Alla fine degli anni Sessanta, Julián Ríos iniziò a lavorare a quello che sarebbe stato il suo primo romanzo, ma temendo che non avrebbe superato la severa censura spagnola sotto la dittatura di Franco, decise di non presentarlo a nessun editore. Presto distratto da quello che sarebbe stato il suo progetto più grandioso, il manoscritto fu messo da parte e dimenticato, finché l’autore non l’ha ritrovato quasi cinquant’anni dopo, intatto nella sua forza. Corteo di ombre è una ballata intrisa di storie indimenticabili il cui epicentro è una suggestiva evocazione della Galizia, tra le mura immaginarie di Tamoga: una città di confine, custode di gelosie e rancori, luogo di rappresaglie e vendette tramandate di generazione in generazione, teatro delle infinite varianti dell’odio e dell’amore.
Julián Ríos (Vigo, Spagna, 1941) è considerato tra i più influenti scrittori spagnoli contemporanei. Dopo aver scritto due libri con Octavio Paz, Ríos ha pubblicato numerose opere di narrativa e saggistica acclamate dalla critica. Corteo di ombre, scritto in epoca franchista e rimasto in un cassetto per lungo tempo, è stato pubblicato per la prima volta nel 2008.
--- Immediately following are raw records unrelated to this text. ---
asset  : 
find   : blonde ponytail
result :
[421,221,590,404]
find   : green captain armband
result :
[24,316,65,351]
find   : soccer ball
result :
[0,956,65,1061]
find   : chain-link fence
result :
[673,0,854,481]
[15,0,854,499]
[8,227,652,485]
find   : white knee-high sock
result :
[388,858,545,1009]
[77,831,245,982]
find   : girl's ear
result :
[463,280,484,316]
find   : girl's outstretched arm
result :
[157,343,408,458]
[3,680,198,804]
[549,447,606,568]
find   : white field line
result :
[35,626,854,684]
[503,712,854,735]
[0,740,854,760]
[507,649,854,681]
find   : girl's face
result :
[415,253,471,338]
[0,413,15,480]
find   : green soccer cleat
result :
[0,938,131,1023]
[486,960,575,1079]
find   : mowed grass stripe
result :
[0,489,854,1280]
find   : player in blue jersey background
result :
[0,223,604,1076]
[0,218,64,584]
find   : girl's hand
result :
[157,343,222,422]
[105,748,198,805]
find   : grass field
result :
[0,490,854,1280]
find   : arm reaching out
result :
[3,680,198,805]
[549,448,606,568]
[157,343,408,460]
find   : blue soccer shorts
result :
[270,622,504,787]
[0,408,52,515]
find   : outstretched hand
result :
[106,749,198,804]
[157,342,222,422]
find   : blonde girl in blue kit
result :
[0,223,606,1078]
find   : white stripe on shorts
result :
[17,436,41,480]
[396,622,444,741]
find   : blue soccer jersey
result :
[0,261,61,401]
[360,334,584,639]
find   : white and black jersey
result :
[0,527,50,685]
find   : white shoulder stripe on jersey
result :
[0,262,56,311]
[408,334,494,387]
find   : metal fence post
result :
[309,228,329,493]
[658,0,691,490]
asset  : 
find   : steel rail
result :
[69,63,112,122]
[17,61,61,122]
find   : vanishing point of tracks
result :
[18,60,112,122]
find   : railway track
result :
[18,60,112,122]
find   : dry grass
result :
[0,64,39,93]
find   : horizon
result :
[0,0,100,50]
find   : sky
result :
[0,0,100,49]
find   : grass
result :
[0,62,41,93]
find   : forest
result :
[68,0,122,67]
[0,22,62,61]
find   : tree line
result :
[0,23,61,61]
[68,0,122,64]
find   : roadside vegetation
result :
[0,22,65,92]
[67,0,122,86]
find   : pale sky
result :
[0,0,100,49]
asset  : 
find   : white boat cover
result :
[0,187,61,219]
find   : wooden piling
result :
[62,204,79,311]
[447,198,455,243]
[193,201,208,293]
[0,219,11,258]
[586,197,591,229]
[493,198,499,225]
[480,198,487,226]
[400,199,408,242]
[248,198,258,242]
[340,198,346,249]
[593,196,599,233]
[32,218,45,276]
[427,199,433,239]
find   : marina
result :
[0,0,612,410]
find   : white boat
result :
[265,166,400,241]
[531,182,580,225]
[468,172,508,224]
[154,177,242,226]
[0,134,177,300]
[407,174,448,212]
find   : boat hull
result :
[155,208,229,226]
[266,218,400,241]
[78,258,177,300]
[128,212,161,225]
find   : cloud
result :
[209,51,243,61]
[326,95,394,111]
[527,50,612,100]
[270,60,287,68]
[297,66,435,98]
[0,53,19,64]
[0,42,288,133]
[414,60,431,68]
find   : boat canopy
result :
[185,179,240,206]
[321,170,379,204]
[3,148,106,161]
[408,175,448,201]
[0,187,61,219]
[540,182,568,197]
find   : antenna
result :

«Era giunto il momento che il pubblico italiano conoscesse uno scrittore come Julián Ríos, che con questo “romanzo di racconti”, dalla scrittura nitida e inquietante, ci fa immergere nell’atmosfera di un paese come tanti, ma pieno di minacciose ombre del passato».
Bruno Arpaia
«Attraverso la figura cristologica di Castillo, Ríos compone una testimonianza straordinaria della barbarie franchista degli anni Trenta».
Robinson, La Repubblica
«Pochi tratti sono sufficienti a rendere questi personaggi memorabili… da vicende individuali, le storie di Julián Ríos diventano destini universali».
Il manifesto
«Le opere di Julián Ríos sono molto importanti… un’assimilazione della tradizione più radicale».
Octavio Paz
«Julián Ríos è tra gli scrittori più inventivi e fantasiosi della lingua spagnola».
Carlos Fuentes
«Proveniente dalla tradizione letteraria che ha creato il Finnegans Wake e i romanzi di Arno Schmidt, Vladimir Nabokov e Italo Calvino, Ríos ha creato un’isola radicalmente personale nell’universo della letteratura».
L.A. Times
«Lui, Mortes, arrivò a Tamoga agli inizi dell’autunno, in un giorno triste e piovoso. E malgrado sia rimasto poche ore tra noi, è ricordato con fervore, soprattutto dopo gli ultimi avvenimenti, e sono in tanti quelli che affermano di averlo visto, di aver scambiato qualche parola con lui. Aveva il dono di trasfigurarsi perché ognuno di noi lo ricorda in maniera diversa ed è possibile che abbiamo tutti ragione: allegro, timido, triste, burlone, insolente, rispettoso, cinico, burbero, cortese, fu tutto questo e ogni altra cosa diciamo di lui. Alla fine ci rimangono la fascinazione e l’impossibilità di riferire questa storia perché le parole in questo caso sono più reali dei fatti e una storia merita di essere raccontata soltanto quando le parole non possono esaurirne il senso.
Ci rimane anche la libertà di immaginare e di attribuire molteplici, contraddittori, oscuri disegni a quel forestiero piuttosto basso, piuttosto magro, piuttosto goffo che scelse Tamoga come scenario della sua rappresentazione. Adesso quell’uomo, Mortes, è soltanto parole e una vaga immagine che comincia a confondersi nella memoria: un volto ampio e terroso, dai lineamenti indistinti, molliccio, come impastato con il fango; due occhi arrossati e una bocca-cicatrice, una voce monotona e nasale che a volte si spezzava in un gorgoglio profondo di acqua in un tubo; un uomo qualunque, vestito – senza eleganza e senza eccessiva trascuratezza – con un abito marrone sgualcito e un trench troppo grande per la sua taglia. Così si presenta lui, Mortes, nei ricordi e così dovette vederlo fin dal primo momento don Elío, il capostazione».